— Нет, почему же, — сказал он неожиданно для нее и заулыбался откровенно, отчего совсем ничего постороннего в нем не осталось. — Вы были такой девочкой! Крайней справа… Вы в командировке? — спросил он, словно процесс узнавания закопчен и можно начинать просто разговаривать.
— Да, на ДОКе, — сказала она.
— Это моя фирма! У кого вы — у Летунова? (Имея в виду замдиректора по строительству.)
И дальше пошло то, что, бывало обычно, когда она встречала на своих командировочных дорогах земляков — ребят из ХПИ: кто кем стал, кто кем работает и кто что еще о ком знает?

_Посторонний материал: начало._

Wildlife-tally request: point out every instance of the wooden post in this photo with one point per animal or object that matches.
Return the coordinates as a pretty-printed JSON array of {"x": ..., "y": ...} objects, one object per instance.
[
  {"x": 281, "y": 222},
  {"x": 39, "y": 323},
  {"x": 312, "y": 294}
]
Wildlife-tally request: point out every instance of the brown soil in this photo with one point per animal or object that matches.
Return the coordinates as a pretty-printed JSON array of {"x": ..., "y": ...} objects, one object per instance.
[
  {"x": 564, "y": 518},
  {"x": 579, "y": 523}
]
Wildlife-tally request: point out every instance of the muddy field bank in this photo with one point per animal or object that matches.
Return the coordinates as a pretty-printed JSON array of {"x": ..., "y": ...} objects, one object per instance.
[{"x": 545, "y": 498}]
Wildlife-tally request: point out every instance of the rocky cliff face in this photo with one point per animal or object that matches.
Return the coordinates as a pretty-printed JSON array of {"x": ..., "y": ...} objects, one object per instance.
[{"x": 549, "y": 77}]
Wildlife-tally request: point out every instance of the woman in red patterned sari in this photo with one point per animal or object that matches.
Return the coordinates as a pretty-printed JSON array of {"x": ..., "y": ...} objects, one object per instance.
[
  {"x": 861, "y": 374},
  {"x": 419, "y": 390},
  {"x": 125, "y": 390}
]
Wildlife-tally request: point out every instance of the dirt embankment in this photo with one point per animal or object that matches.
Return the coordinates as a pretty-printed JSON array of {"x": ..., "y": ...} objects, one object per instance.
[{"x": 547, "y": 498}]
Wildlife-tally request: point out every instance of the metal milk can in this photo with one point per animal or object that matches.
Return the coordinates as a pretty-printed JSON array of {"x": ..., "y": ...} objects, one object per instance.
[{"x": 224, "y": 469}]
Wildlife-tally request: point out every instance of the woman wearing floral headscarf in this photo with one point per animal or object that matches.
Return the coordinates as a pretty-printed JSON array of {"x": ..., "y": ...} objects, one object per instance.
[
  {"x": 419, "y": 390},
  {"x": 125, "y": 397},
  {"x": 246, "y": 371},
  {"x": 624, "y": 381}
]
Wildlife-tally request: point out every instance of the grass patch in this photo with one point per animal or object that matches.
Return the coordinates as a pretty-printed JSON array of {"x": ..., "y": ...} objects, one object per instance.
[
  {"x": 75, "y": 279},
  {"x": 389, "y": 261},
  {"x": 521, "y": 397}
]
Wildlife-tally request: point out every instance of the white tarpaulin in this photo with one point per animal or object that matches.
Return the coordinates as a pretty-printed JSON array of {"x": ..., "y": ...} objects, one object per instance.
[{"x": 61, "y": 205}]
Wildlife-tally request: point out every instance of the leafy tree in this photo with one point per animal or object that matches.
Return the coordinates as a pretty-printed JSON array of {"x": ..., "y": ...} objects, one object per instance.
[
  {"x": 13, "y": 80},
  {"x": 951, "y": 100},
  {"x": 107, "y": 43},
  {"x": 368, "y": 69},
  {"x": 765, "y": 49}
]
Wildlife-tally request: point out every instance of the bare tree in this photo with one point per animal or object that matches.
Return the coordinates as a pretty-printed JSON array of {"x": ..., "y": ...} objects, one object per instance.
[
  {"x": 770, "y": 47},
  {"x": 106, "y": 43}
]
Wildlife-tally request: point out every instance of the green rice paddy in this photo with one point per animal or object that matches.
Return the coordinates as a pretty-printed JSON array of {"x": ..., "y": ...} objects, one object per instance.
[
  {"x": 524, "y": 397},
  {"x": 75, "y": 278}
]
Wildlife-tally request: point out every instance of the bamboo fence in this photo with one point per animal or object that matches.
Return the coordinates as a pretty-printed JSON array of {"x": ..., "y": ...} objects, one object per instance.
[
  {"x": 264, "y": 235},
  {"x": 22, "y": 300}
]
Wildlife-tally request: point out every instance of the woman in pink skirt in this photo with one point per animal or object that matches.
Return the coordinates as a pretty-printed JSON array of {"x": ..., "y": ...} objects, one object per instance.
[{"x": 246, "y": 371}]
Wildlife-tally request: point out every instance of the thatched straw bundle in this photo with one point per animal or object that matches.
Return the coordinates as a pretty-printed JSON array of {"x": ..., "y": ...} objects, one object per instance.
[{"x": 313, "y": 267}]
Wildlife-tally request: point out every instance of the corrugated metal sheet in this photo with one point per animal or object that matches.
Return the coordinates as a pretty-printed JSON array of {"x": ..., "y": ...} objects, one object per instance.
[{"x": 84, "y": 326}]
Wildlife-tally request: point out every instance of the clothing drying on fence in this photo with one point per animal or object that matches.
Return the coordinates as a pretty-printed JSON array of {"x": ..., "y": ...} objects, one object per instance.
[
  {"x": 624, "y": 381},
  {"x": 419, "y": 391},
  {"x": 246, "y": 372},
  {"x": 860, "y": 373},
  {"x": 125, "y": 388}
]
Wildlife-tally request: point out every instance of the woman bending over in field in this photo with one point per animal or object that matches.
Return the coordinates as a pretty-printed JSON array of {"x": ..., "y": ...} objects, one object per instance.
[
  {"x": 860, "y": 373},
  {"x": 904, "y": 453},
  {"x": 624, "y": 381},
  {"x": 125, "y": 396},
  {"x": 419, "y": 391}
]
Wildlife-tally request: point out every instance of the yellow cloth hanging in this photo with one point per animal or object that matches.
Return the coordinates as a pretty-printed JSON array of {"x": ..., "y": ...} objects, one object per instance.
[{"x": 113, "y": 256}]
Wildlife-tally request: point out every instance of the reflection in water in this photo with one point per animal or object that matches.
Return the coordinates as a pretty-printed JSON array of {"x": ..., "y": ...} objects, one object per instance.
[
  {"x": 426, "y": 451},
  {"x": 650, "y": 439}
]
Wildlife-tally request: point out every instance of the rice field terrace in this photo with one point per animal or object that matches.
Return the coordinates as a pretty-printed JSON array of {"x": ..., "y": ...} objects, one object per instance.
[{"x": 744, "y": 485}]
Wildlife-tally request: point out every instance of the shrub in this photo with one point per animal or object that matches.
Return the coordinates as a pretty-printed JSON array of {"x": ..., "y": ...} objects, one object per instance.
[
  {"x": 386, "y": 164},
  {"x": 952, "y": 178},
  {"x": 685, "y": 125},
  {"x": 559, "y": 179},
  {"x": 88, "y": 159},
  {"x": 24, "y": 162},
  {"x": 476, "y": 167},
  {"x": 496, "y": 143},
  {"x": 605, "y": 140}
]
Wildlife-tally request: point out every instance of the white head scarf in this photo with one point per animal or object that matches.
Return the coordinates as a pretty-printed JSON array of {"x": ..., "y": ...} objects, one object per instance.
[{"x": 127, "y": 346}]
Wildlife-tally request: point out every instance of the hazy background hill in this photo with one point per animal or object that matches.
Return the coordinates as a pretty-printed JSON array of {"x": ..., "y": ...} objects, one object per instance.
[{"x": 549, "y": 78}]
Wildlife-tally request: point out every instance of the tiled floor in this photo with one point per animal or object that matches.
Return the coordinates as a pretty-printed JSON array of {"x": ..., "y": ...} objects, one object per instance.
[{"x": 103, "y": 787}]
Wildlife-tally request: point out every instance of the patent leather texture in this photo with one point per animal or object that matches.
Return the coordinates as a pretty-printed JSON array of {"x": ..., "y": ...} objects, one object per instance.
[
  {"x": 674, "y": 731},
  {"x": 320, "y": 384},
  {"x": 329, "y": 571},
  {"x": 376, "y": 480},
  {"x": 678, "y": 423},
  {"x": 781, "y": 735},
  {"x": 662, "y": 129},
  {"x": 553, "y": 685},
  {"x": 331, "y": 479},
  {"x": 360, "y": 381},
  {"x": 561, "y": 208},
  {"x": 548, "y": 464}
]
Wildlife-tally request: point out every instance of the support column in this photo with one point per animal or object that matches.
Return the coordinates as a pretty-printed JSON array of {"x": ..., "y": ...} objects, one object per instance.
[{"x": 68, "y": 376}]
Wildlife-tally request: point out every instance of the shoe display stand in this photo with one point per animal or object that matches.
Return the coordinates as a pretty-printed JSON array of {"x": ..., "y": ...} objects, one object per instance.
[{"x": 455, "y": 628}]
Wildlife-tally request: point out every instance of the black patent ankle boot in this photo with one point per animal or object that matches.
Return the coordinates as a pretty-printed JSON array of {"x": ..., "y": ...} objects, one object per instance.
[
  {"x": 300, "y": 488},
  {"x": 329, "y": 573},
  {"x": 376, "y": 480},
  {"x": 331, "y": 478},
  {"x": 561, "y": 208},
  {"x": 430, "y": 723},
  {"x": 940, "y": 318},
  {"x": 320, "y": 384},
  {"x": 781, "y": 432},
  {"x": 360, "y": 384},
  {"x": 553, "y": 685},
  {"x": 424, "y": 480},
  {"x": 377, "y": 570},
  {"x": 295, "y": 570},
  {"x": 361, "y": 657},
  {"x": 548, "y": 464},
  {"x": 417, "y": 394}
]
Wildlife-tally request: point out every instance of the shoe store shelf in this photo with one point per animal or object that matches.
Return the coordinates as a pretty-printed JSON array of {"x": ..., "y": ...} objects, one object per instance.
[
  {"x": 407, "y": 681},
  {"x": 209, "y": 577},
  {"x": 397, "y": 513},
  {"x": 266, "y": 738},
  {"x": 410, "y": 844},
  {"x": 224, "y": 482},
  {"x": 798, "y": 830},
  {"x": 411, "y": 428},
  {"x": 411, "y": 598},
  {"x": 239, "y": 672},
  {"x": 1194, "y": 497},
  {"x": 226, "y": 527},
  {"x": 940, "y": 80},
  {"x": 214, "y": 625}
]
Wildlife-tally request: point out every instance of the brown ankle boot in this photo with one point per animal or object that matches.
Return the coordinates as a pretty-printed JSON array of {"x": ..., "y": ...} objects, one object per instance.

И ничего прежнего не было у нее к этому человеку — той девчачьей нежности и преклонения, словно сравнялись он и в чем-то, не возрастом, — постижением жизни, может быть?
Они стояли посреди улицы и говорили. Радио гремело на столбе. И был тот вечерний час, когда народ шел с работы, в таких же ватниках и с сетками продуктовыми.
Она не отличила бы сейчас Гордиенко от этого народа, если бы не знала, что это — он.
И они шли в этой живой движущейся толпе, улицей вдоль струганых брусчатых домов. Солнце заходило и медовым цветом окрашивало торцовые стены их. Запах смолы и мокрого дерева. Поленницы во дворах, вытаявшие из-под снега. И снег, усыпанный опилками, как хлебными крошками.
— Наши «Петушки», — сказал Гордиенко. — Было пусто, когда начинали строить. И все говорили: растут, как петушки. Так и осталось название.
Речка блуждала рядом с улицей — тоненькая, изогнутая, еще придавленная сугробами. Только в одном углу ее под толстым навесом снега булькала, пузырилась темная вода, как родничок. Дощатый мостик лежал одним краем на льду. А на том берегу столпился лес, ослепленный белизной, голубыми лыжнями перечерченный. И тени от сосен на снегу, как нарисованные. Дорога лесовозная, как черточка в ложбине.
— Хорошо у нас, — сказал Гордиенко. — Приезжайте летом — столько ягоды!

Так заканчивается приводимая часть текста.